Health Care Home - Patient Story - Tacy

Tacy's Story
This story was submitted by Tacy's mother, Heather.

When Tacy was born we didn’t know about her special needs.

As time went by, problems and delays became apparent. She wasn’t lifting her head or trying to roll over and we started seeing an ophthalmologist for vision concerns. By 6 months of age the term ‘hypotonia’ (low muscle tone) had been added to Tacy’s charts and by 9 months she still wasn’t sitting up on her own. We then began our journey into to testing to find out what was causing Tacy’s delays and ultimately into the special needs world. We started doing therapy through pediatric rehabilitation at the Saint Cloud Hospital and began services through the school district. Tacy has received occupational, physical and speech therapy numerous times a week since she was 10 months old.

School services also began at 10 months old, starting with home visits, which transitioned to the preschool just before Tacy’s 3rd birthday and we have been a part of the special education program in the Saint Cloud school district ever since.

Finding a diagnosis is not an easy process. We saw a local neurologist who ran many lab tests and we eventually ended up down at the University of Minnesota for more testing and second opinions. After many doctor referrals, we were referred to a new neurologist that we still currently see and she gave us the diagnosis of hypotonic cerebral palsy to describe Tacy’s condition. Tacy was 2 ½ years old when we finally had a name to put with what she has. Tacy also has a diagnosis of apraxia (poor motor planning) and developmental delay. We visit our neurologist down at Children’s of St. Paul yearly to monitor Tacy’s progress.

In May of 2007, Tacy also received an autism diagnosis. Tacy has had more evaluations regarding her autism diagnosis this past year. We have been doing genetic and other testing to determine an overall diagnosis for Tacy, but so far everything has been inconclusive. We are working to find out as much as possible so that we can support Tacy with the services she will need for the rest of her life.

Tacy is a happy and beautiful child that works very hard to learn new things. She began walking at 4 ½ years old and we still constantly work on this skill. Tacy is for the most part nonverbal. She uses a Vantage communication board and is doing well with learning how to communicate with it at school and at home. Tacy also uses some sign language, more and more verbal words all the time, and of course has her own way of telling us what she needs when her other communication systems aren’t working for her. She will turn 9 this summer and is attending second grade at Discovery Elementary School. She spends part of her day in a regular classroom and part involved in special education services. Tacy receives physical, occupational, and speech therapy twice a week at the Centracare Health Plaza and participates in the therapeutic horseback riding through the Project ASTRIDE program. Some of Tacy’s favorite things are reading, music, swimming, riding her bike, and being outside!

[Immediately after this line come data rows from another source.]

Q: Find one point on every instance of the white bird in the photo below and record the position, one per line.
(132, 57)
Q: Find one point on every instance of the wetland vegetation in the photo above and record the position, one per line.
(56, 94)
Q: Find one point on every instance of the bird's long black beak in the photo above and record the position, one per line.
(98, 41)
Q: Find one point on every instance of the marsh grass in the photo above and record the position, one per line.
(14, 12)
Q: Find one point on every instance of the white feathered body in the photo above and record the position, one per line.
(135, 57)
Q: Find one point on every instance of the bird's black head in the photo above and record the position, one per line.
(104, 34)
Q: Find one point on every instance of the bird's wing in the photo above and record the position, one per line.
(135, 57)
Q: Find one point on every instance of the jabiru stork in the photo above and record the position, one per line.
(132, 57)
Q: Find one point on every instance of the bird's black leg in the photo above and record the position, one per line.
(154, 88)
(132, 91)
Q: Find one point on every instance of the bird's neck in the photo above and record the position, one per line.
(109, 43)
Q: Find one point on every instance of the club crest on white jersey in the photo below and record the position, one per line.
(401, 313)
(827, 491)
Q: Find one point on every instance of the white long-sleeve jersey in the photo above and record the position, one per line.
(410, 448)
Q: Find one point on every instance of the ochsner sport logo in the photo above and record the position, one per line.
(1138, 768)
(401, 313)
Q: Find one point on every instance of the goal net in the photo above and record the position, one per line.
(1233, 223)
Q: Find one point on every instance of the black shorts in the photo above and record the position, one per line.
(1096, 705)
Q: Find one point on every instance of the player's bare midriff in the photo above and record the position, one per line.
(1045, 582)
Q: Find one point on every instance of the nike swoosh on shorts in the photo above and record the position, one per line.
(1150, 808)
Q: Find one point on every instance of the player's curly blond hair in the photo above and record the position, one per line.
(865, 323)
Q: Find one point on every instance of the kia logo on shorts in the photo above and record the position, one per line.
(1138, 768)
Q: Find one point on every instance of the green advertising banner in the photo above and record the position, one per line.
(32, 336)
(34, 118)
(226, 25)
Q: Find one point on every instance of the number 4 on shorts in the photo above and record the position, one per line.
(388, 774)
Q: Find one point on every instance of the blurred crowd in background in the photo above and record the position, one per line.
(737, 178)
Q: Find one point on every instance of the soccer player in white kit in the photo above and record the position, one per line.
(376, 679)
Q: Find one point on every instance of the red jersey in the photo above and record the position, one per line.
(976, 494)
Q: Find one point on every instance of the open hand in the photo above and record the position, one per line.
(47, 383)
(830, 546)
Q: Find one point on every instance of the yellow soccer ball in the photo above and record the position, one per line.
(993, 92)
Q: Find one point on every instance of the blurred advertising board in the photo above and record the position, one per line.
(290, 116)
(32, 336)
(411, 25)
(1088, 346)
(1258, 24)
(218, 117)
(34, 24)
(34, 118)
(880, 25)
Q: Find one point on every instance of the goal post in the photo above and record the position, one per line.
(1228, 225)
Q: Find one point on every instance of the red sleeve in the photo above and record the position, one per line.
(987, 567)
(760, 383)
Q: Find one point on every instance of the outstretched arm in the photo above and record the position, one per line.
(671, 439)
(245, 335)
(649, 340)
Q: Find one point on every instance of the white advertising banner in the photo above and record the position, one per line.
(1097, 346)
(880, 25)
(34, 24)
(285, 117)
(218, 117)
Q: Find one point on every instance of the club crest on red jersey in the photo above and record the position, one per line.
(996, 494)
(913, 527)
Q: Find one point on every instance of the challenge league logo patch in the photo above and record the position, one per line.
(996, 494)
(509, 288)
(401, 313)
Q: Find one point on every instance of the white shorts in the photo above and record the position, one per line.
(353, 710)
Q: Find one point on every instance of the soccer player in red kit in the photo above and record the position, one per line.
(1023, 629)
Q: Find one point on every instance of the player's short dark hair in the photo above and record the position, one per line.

We have been patients with specialty care through Centracare since Tacy was one year old and recently transferred to the Centracare Women & Children’s clinic this past December to follow our pediatrician, Dr. Kelly Fandel. Because of Tacy’s special health care needs, we became part of Medical Home.

When we first started seeing doctors and specialists for Tacy, we had so much paperwork, questions, and confusion. Tacy’s medical appointment schedule became very complex as well as services through the school, and equipment needs. Starting a Medical Home care plan was our first step.

The care plan itself streamlines our medical experience. We keep the plan updated and bring it with to specialists to give them a quick overview of Tacy’s diagnosis, current health plan, and services that she receives. It takes the place of filling out health forms for the school district and it is a quick reference for us to look up phone numbers of doctors and specialists when we need to make appointments or call with questions. When Tacy needs to go into Urgent Care or the ER, the care plan gives the doctors and medical staff the information that they need and lets us be there for Tacy instead of spending a majority of the time going over medical information.

There are so many other benefits of Medical Home for children with special health care needs. We are one of the “frequent flyers” of the health system and so when things work together it makes thing easier for our whole family. Tacy’s medical doctors and specialists work as a team and keep us moving forward with the needs that she has. It makes us feel more successful as parents when we see Tacy progressing towards her goals and we don’t feel lost in the process.